The diff interface also solves the trust problem. When an AI rewrites your paragraph in a chat window, you get a wall of text. You cannot tell what changed. You cannot make granular decisions. With inline diffs, every change is visible. You can accept one word swap and reject another. You stay in control because you can see what the AI is doing.

The Practical Shift

Here is what this means for how you use AI to write.

Stop asking AI to write for you. It will produce generic text. Fluent, grammatically correct, and indistinguishable from a million other AI outputs. The research on AI and writing quality confirms this. AI-generated text uses smaller vocabularies, more filler words, and less surprise. It is the textual equivalent of elevator music.

Write your first draft yourself. It does not have to be good. It has to be yours. Your ideas, your structure, your word choices. The draft is where the thinking happens. Skip the draft and you skip the thinking.

Then ask AI to edit. Ask it to tighten a paragraph. Ask it to find a better transition. Ask it to cut unnecessary words. These are the tasks where AI genuinely helps. It has read millions of examples of good prose. It can spot patterns you are too close to see. It just cannot produce them from nothing.
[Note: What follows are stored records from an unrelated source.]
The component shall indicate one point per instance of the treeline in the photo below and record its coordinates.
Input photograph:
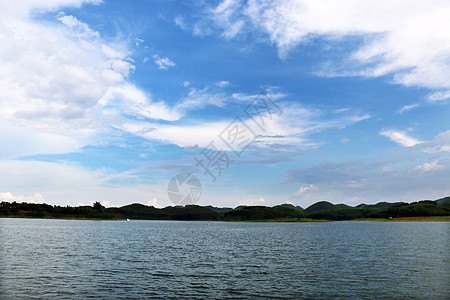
(32, 210)
(322, 210)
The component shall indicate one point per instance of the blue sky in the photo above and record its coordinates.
(108, 100)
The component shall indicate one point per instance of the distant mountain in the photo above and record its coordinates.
(380, 205)
(287, 212)
(324, 205)
(443, 201)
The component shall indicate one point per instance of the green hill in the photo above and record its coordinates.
(324, 205)
(287, 212)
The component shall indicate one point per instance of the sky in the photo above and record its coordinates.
(264, 102)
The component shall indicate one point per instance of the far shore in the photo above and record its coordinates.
(292, 220)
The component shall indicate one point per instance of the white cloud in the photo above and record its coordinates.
(429, 166)
(163, 63)
(438, 96)
(439, 144)
(406, 39)
(127, 99)
(9, 197)
(83, 28)
(400, 137)
(305, 189)
(64, 184)
(408, 107)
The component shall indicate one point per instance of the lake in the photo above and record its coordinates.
(74, 259)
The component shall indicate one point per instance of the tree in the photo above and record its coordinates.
(98, 206)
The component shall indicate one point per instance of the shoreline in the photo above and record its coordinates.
(301, 220)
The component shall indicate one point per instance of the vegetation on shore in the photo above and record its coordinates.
(321, 211)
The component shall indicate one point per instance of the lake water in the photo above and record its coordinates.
(70, 259)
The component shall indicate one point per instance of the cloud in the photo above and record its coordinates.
(368, 181)
(163, 63)
(305, 189)
(9, 197)
(290, 128)
(399, 137)
(429, 166)
(438, 96)
(53, 75)
(406, 40)
(66, 184)
(408, 107)
(83, 28)
(439, 144)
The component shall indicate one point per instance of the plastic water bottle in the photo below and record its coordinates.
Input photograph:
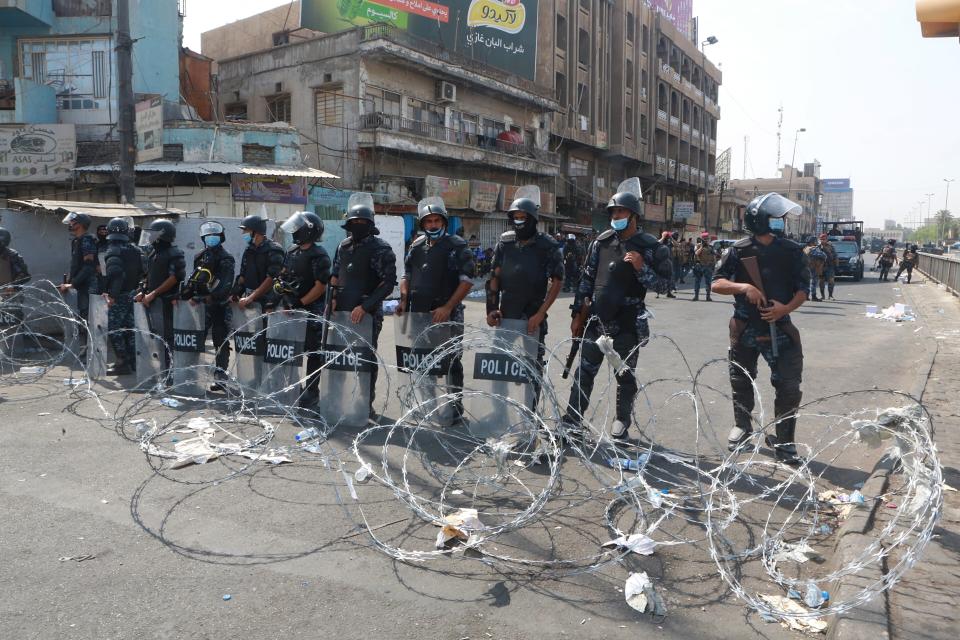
(813, 598)
(307, 434)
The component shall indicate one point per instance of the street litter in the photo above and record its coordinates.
(642, 596)
(635, 542)
(784, 606)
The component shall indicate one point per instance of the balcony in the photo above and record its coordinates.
(436, 141)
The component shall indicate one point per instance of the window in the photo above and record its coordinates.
(329, 108)
(583, 48)
(278, 109)
(578, 168)
(258, 154)
(235, 111)
(173, 153)
(583, 99)
(82, 8)
(561, 89)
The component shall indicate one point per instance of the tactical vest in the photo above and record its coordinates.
(432, 281)
(356, 279)
(617, 280)
(523, 279)
(777, 263)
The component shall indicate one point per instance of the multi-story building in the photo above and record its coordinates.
(837, 200)
(802, 187)
(577, 96)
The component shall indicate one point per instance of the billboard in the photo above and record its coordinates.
(678, 12)
(37, 153)
(500, 33)
(835, 184)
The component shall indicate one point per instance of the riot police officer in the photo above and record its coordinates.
(524, 262)
(769, 278)
(123, 267)
(303, 285)
(165, 268)
(438, 274)
(622, 263)
(13, 270)
(364, 274)
(213, 272)
(260, 265)
(83, 262)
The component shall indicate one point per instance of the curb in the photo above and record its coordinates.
(871, 620)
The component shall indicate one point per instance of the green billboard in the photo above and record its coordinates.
(500, 33)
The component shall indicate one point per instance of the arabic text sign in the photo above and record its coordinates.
(37, 153)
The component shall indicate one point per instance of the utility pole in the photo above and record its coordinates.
(128, 144)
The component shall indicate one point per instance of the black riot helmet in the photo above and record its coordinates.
(304, 227)
(80, 219)
(213, 228)
(159, 231)
(118, 230)
(763, 208)
(255, 224)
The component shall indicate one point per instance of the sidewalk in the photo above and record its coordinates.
(925, 603)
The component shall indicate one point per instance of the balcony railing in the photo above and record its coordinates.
(440, 133)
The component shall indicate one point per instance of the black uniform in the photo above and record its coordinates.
(258, 263)
(617, 291)
(433, 273)
(122, 272)
(164, 260)
(83, 270)
(215, 294)
(785, 273)
(303, 268)
(524, 270)
(366, 273)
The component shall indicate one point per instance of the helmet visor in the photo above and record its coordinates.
(776, 206)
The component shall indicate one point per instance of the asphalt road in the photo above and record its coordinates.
(285, 542)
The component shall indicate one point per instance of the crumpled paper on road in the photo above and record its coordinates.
(787, 610)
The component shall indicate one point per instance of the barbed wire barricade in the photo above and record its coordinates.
(494, 471)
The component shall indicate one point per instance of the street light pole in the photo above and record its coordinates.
(793, 161)
(703, 130)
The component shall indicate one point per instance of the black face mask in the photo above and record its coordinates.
(359, 230)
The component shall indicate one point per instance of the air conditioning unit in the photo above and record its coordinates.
(446, 91)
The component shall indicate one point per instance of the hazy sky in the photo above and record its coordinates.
(880, 103)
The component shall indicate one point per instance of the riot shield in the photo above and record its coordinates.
(283, 356)
(189, 341)
(97, 345)
(148, 322)
(417, 339)
(345, 374)
(248, 342)
(501, 373)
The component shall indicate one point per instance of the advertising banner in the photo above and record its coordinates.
(279, 190)
(500, 33)
(37, 153)
(455, 193)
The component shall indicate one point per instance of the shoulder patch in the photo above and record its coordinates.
(418, 241)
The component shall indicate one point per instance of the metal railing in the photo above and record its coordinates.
(382, 121)
(942, 269)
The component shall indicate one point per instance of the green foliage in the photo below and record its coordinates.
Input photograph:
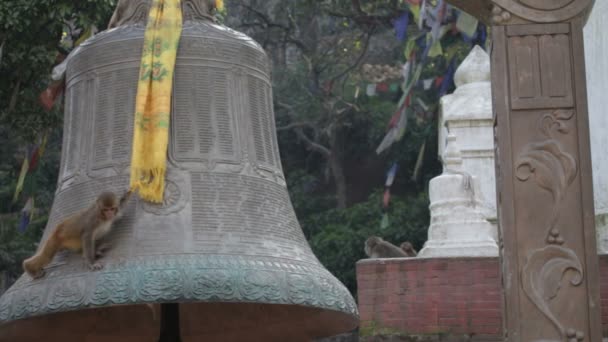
(32, 37)
(31, 34)
(16, 246)
(337, 236)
Use inline diffs so you see every change. This is non-negotiable. If you cannot see what the AI changed, you cannot exercise judgment. And judgment is the whole point. Accept the edits that sharpen your writing. Reject the ones that flatten it. The AI proposes. You decide.
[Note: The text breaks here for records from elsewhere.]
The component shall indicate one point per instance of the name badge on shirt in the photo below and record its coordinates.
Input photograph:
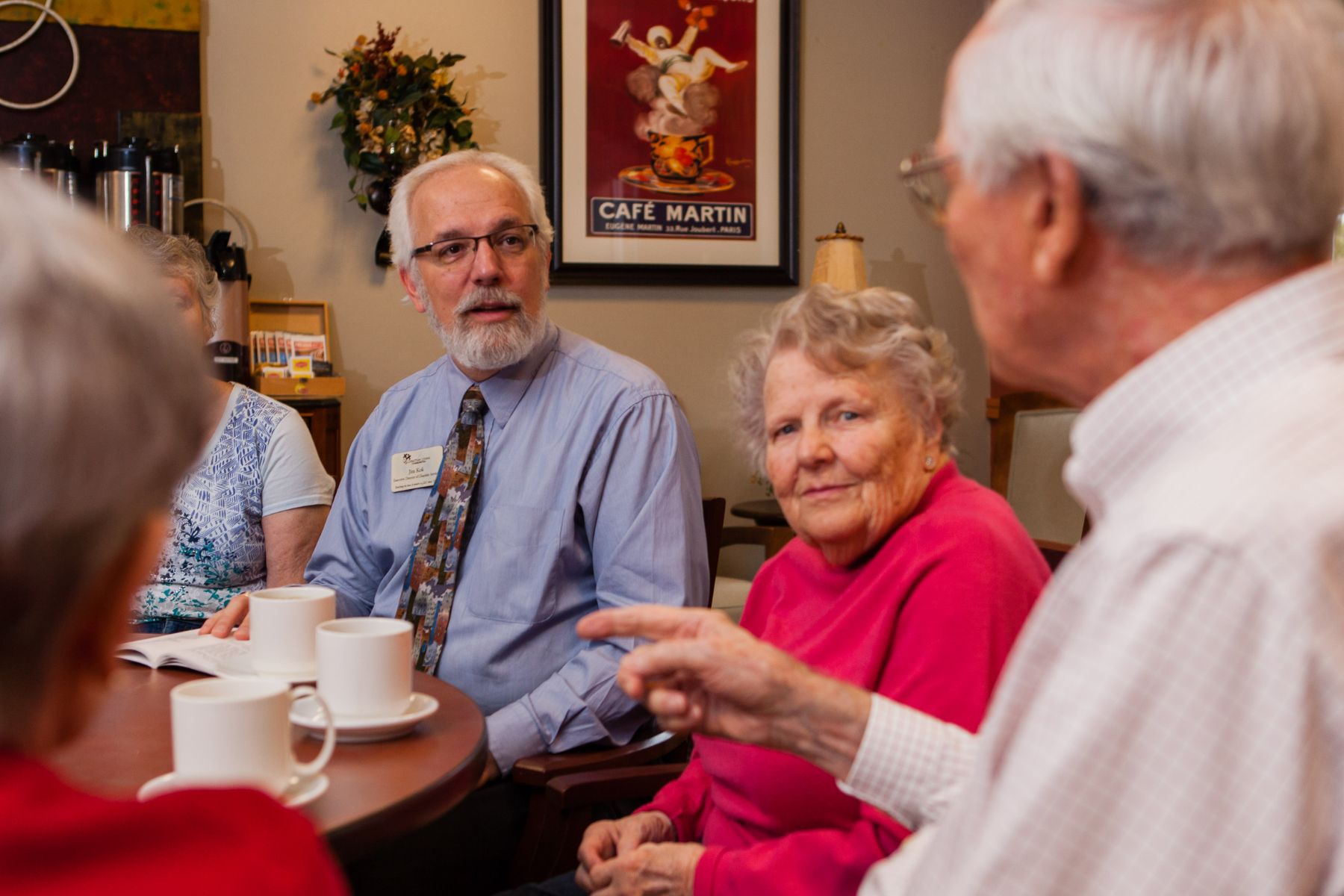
(416, 469)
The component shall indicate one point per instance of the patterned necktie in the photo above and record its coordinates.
(432, 578)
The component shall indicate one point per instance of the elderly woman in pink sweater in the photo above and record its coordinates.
(906, 579)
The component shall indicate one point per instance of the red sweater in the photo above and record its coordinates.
(60, 841)
(927, 620)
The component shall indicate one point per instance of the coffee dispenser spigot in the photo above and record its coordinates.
(226, 347)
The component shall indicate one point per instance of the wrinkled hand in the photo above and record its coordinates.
(652, 869)
(703, 673)
(605, 840)
(223, 622)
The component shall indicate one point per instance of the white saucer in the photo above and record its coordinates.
(241, 668)
(300, 791)
(305, 715)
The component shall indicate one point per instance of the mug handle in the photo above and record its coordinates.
(309, 768)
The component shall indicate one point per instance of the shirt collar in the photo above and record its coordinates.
(505, 388)
(1198, 378)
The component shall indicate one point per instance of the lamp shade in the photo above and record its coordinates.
(840, 261)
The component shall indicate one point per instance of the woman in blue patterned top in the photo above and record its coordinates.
(249, 514)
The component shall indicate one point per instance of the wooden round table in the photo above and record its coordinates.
(378, 790)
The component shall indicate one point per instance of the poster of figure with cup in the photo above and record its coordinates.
(671, 127)
(671, 139)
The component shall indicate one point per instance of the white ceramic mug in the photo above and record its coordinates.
(235, 732)
(284, 625)
(364, 667)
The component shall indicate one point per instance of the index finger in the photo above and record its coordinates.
(652, 622)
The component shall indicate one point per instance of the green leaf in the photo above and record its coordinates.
(373, 164)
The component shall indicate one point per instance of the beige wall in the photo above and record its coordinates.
(871, 75)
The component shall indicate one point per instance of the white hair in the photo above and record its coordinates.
(399, 213)
(102, 408)
(181, 258)
(843, 331)
(1206, 132)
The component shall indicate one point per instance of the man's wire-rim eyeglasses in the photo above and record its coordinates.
(508, 242)
(924, 176)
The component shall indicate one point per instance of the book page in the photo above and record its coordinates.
(187, 649)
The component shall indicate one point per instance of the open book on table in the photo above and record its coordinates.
(187, 649)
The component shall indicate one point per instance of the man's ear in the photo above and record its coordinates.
(1061, 220)
(409, 284)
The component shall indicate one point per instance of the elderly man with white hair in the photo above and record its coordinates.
(1139, 195)
(522, 480)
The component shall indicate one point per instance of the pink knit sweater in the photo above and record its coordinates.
(927, 618)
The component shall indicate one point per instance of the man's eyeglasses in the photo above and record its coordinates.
(507, 243)
(925, 176)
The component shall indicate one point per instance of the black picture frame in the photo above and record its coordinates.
(783, 272)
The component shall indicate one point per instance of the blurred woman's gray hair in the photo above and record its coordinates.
(181, 258)
(848, 332)
(1206, 134)
(102, 408)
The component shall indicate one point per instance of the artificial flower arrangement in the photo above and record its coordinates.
(396, 112)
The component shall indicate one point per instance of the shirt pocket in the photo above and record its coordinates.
(514, 556)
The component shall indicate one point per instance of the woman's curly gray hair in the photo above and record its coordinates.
(181, 258)
(847, 332)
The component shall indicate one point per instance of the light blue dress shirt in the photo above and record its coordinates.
(589, 497)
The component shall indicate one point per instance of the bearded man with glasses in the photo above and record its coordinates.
(520, 481)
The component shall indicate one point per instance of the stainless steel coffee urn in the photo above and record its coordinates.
(19, 155)
(226, 346)
(62, 169)
(120, 184)
(166, 190)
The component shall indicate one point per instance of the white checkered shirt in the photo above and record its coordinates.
(1172, 718)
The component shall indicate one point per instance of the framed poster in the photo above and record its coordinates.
(670, 140)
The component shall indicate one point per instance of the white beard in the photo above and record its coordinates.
(488, 346)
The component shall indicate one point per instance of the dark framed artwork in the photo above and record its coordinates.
(670, 140)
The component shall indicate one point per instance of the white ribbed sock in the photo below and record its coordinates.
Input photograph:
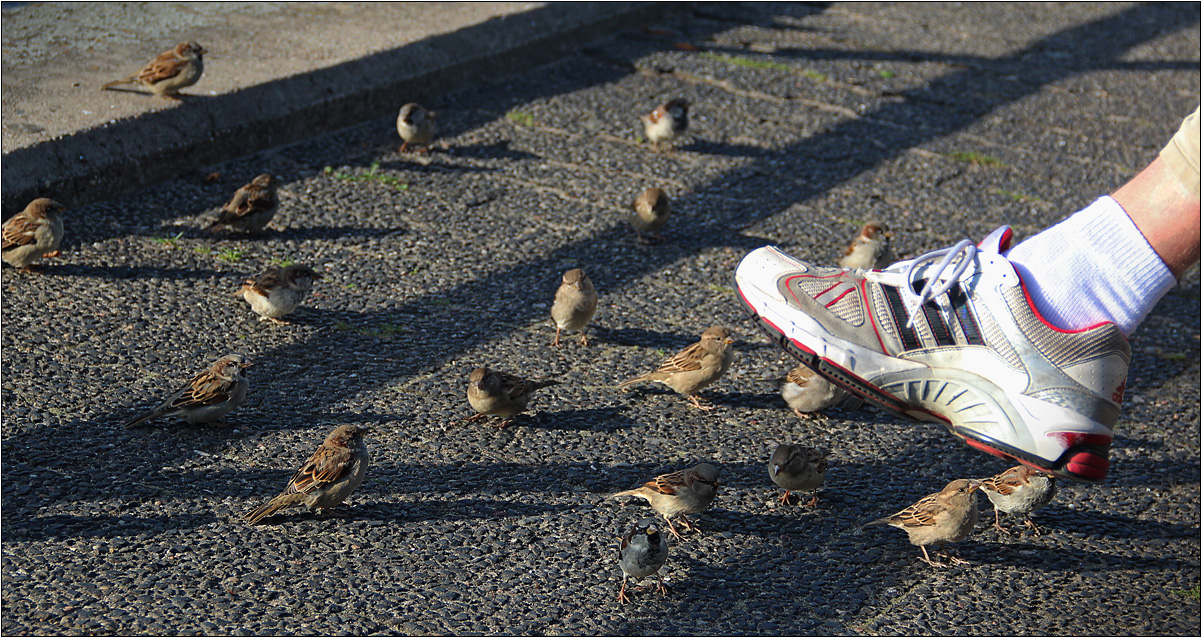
(1092, 267)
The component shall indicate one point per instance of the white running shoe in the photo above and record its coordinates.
(950, 337)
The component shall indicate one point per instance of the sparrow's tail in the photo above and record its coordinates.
(130, 80)
(270, 508)
(144, 416)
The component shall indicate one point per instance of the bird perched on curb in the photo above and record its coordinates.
(1019, 490)
(680, 493)
(643, 552)
(33, 234)
(415, 125)
(497, 394)
(667, 122)
(208, 396)
(870, 249)
(278, 291)
(649, 213)
(695, 367)
(576, 300)
(172, 70)
(940, 518)
(250, 208)
(327, 479)
(798, 467)
(807, 391)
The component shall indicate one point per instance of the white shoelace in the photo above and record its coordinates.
(931, 289)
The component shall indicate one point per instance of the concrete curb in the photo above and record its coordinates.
(134, 153)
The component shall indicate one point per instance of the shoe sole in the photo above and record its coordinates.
(1083, 456)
Reject anything that sounds generic. If the AI suggests a phrase that could appear in anyone's writing, reject it. Your voice lives in the specific, the unusual, the sentences only you would write. Let the AI fix your grammar and tighten your structure. Never let it touch your voice.

The Opportunity

The fact that AI is a better editor than writer is not a limitation. It is an opportunity. It means the best use of AI in writing is the one that keeps you in the driver's seat. You do the creative work. The AI handles the mechanical work. You write. It edits. You decide what stays.

Most writing tools have this backwards. They put AI in the driver's seat and make you the passenger. They optimize for the prompt-to-output pipeline because generation is flashy and easy to demo. But generation is exactly where AI is weakest.

The writers who get the most from AI will be the ones who never ask it to write. They will write first. Then they will hand their draft to an AI editor that shows them every suggested change, lets them accept or reject each one, and never overwrites their voice.

That is the model Athens is built on. Not AI as ghostwriter. AI as editor. Because that is where the technology actually works.